A client who is able to demonstrate strength in coping with the symptoms has a better likelihood for sufficient recovery.
OCD is Becoming More Prevalent in Singapore: How has it Been Accepted in Society?
In recent years, OCD has topped the list of mental disorders in Singapore, with the greatest number of people experiencing it in 2018, compared with other mental illnesses.
The disorder has been found to be more prevalent among young adults than those aged 50 and above. In terms of socio-economic status, OCD is more likely to occur amongst those with a monthly household income of less than S$2,000 than those who earn above that amount.
It has also been found that the prevalence of people experiencing OCD at least once in their lifetime is higher in Singapore than in South Korea, Australia and New Zealand.
In addition to becoming more prevalent, people who experience OCD are also becoming increasingly reluctant to seek psychiatric help or counselling, making matters worse. There is some acceptance of the condition as normal and trivial by society, because people who do not understand the disorder well enough misconceive OCD as a quality of being clean and tidy, as being clean and tidy is usually seen as a good thing. This misconstrual by society is dangerous for the undiagnosed, and their condition will further deteriorate if they continue to put off addressing their disorder.

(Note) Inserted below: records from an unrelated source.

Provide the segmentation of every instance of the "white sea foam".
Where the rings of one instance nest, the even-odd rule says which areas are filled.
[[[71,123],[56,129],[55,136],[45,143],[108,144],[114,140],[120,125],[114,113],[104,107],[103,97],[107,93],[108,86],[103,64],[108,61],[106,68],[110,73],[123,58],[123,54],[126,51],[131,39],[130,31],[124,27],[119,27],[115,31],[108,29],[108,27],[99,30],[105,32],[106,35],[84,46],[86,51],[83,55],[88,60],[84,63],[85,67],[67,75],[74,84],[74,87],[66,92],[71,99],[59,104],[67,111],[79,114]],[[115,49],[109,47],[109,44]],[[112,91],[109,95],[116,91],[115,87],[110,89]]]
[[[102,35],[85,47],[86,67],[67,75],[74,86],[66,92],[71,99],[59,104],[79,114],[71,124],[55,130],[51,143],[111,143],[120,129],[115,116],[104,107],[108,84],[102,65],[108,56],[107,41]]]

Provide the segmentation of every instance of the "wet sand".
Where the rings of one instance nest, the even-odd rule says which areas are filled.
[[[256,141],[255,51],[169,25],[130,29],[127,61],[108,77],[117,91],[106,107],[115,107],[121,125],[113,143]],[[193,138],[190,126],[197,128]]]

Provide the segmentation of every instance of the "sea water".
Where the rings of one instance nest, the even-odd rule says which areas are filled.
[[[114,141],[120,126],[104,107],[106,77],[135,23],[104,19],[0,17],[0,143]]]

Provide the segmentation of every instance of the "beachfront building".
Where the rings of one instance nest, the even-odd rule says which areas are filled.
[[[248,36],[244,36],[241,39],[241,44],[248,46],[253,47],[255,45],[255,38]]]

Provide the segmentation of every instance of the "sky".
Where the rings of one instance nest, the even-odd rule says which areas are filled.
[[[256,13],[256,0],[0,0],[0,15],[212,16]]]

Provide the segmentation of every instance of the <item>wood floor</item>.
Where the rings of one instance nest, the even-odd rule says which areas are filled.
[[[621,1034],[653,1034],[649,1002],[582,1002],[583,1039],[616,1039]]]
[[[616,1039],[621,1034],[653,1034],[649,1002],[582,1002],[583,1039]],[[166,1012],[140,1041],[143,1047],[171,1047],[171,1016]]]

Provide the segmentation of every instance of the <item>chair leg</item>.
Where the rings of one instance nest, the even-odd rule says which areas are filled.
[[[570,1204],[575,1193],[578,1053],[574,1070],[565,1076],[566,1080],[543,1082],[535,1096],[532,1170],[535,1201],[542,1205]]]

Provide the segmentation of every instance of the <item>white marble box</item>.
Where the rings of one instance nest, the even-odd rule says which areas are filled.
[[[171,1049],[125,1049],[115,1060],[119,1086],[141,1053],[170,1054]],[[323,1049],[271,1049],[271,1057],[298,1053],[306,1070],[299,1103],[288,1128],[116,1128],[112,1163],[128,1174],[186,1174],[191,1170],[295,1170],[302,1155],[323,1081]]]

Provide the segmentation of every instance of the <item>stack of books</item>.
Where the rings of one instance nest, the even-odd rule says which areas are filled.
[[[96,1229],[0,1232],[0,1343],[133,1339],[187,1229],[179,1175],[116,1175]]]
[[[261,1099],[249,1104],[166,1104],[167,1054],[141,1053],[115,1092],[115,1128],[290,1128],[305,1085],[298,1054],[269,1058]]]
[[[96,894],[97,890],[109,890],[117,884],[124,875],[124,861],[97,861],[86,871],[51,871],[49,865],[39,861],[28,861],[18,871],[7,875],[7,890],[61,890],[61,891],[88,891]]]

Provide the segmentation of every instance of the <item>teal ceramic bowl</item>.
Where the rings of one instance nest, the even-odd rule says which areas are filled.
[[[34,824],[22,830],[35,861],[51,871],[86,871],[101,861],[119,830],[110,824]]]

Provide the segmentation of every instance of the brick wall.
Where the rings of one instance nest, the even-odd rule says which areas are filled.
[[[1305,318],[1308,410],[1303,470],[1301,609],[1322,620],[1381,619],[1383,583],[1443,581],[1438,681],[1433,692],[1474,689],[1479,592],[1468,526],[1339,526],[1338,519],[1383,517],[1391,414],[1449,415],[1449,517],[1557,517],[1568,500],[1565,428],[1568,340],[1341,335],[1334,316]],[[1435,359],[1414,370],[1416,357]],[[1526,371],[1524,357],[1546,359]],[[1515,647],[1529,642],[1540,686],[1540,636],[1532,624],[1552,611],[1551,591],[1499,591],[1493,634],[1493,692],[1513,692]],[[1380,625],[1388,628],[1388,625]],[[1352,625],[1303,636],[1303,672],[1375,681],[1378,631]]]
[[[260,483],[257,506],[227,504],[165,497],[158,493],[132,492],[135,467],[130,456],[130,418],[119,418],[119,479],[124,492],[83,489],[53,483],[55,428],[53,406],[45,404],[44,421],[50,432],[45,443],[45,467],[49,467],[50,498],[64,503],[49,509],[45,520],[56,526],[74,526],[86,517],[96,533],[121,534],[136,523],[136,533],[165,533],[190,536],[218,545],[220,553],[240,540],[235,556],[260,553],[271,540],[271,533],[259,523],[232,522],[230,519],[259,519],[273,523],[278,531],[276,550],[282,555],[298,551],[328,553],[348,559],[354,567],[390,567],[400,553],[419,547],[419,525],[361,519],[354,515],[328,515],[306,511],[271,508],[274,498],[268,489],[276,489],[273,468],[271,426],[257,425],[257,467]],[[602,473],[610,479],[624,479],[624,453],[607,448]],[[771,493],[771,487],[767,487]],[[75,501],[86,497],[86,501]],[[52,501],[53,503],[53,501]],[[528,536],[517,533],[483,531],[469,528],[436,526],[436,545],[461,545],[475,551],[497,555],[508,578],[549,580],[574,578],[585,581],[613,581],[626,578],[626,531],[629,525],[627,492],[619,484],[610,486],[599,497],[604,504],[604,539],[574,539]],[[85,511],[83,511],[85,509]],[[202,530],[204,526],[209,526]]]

The disorder will get worse if treatment is ignored, and there is a need to realise it in its early stages through observing how one’s life is being disrupted. Awareness about its onset of symptoms is important.
Do seek out a psychiatrist, psychologist, psychotherapist (therapist) or counsellor to get professional help for a better recovery journey. Early intervention is crucial to prevent escalation of the condition.